Recently attending the International Trails Summit in Reno, Pettitt was successful in gaining support from major organizations such as American Trails, Rails-to-Trails Conservancy, and even the Federal Highway Administration (Department of Transportation) Environmental Justice initiative. These organizations have expressed support for Friends of Columbia Tap's efforts to designate the Columbia Tap Trail as a Linear Park and an African American Heritage and Environmental Justice Interpretive Trail.
The Columbia Tap Trail, a historic 4-mile hike and bike trail that runs through Third Ward, Houston, was once part of a more than 50-mile rail line built by enslaved Black men to transport sugar and cotton from Brazoria County plantations to Houston's port. After Emancipation, it was used to transport Black convict lease laborers to those same plantations.
Today, the community struggles to gain funding and support to improve the trail, and there is no historical, wayfinding, or interpretive signage. Designating the Columbia Tap Trail as a Linear Park and African American Heritage and Environmental Justice Interpretive Trail is important for several reasons.
First, it would honor the history of the trail and the contributions of enslaved Black men in building it. Second, it would educate visitors and the community on the rich African American history of the area and provide a space for healing and reflection. Third, it would help address environmental injustice issues - such as redlining, transportation inequity, and creosote contamination - in the area by providing access to green spaces and recreational opportunities to a predominantly Black and low-income community that has been historically underserved.
Pettitt's efforts have also caught the attention of several media outlets, resulting in invitations for editorials, podcasts, and a documentary film project.

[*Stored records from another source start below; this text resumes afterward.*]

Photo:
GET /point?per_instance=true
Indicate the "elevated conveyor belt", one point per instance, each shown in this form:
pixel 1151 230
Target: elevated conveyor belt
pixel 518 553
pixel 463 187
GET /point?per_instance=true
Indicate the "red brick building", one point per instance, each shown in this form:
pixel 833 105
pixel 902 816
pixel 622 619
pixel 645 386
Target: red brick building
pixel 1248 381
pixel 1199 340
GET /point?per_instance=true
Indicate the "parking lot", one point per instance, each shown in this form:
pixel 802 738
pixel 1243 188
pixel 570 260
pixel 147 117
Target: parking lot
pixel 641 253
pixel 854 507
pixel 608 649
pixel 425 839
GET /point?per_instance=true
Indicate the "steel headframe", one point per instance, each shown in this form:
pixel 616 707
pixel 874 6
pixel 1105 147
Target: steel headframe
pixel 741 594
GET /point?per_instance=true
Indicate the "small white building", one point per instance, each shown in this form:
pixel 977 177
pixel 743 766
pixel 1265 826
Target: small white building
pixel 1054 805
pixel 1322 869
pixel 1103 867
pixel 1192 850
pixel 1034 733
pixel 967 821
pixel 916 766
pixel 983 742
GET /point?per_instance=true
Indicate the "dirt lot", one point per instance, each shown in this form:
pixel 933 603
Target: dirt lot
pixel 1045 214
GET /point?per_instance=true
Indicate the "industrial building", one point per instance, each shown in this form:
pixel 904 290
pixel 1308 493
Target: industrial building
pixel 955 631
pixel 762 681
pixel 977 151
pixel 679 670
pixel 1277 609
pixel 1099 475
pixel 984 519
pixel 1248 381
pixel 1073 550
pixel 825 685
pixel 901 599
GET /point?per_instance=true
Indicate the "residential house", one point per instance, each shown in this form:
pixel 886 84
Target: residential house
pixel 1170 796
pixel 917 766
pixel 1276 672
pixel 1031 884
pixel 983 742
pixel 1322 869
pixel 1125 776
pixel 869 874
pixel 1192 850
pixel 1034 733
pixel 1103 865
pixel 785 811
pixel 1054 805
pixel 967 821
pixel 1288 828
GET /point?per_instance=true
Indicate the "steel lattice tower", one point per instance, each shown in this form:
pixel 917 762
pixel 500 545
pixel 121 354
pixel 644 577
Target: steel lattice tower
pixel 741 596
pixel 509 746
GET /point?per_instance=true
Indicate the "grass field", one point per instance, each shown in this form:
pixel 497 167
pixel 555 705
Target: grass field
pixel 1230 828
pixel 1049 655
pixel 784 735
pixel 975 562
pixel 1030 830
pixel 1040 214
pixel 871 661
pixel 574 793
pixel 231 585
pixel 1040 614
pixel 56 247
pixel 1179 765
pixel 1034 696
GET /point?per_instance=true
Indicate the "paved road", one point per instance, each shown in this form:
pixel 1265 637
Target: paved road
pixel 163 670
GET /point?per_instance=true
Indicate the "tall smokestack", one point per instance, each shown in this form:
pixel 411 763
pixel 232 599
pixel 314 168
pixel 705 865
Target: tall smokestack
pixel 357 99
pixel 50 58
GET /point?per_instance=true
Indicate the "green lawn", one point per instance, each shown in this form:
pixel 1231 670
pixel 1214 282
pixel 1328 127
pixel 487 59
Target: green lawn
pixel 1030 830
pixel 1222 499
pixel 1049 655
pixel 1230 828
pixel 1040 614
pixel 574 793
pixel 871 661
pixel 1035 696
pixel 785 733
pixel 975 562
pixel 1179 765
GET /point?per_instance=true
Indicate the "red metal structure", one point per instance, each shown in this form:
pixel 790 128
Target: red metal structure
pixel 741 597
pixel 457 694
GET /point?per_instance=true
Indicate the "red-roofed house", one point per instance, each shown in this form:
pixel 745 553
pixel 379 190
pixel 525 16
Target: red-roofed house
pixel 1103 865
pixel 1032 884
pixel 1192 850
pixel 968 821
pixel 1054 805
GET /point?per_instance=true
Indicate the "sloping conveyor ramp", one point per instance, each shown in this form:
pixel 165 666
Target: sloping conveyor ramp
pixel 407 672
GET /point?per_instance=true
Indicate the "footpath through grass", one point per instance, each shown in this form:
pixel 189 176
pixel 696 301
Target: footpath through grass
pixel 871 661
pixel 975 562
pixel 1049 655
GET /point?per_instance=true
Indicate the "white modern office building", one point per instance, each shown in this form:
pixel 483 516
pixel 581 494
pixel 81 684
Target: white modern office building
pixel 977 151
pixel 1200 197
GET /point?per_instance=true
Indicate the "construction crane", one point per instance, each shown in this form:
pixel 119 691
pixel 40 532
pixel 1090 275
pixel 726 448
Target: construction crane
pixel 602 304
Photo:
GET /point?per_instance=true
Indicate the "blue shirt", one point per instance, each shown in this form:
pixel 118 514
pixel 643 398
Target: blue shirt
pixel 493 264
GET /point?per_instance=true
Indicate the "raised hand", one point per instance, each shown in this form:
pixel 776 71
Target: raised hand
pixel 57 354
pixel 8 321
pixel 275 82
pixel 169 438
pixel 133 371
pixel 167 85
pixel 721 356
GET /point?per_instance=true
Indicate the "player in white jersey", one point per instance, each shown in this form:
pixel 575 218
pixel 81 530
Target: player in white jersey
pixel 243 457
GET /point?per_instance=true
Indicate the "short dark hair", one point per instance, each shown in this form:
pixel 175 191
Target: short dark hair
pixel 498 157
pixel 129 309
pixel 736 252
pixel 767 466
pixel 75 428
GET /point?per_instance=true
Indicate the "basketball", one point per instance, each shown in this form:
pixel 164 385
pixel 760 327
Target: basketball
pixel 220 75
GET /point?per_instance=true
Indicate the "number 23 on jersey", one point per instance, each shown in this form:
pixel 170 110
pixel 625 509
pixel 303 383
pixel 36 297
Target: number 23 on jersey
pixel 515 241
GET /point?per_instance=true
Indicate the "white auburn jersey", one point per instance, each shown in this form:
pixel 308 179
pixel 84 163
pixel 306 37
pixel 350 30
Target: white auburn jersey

Pettitt encourages everyone to read the recent Houston Chronicle article and listen to his All Real Radio interview with historian and activist Naomi Carrier.
Pettitt is continuing his mission by attending the Institute for Sustainable Communities Partnership for Resilient Communities Convening in Milwaukee. There, he will network with other Climate Justice and Justice40 projects across the country and visit the Beerline/Harambe Trail, which received an American Planning Association – Wisconsin Chapter 2020 Planning Excellence Award.
Friends of Columbia Tap is dedicated to tapping into a more connected, equitable, and prosperous community for all. Through Pettitt's advocacy and activism, the organization is making great strides in achieving this goal. Overall, this designation would help ensure that the history of the Columbia Tap Trail is not forgotten and that the community is given the resources and support it deserves.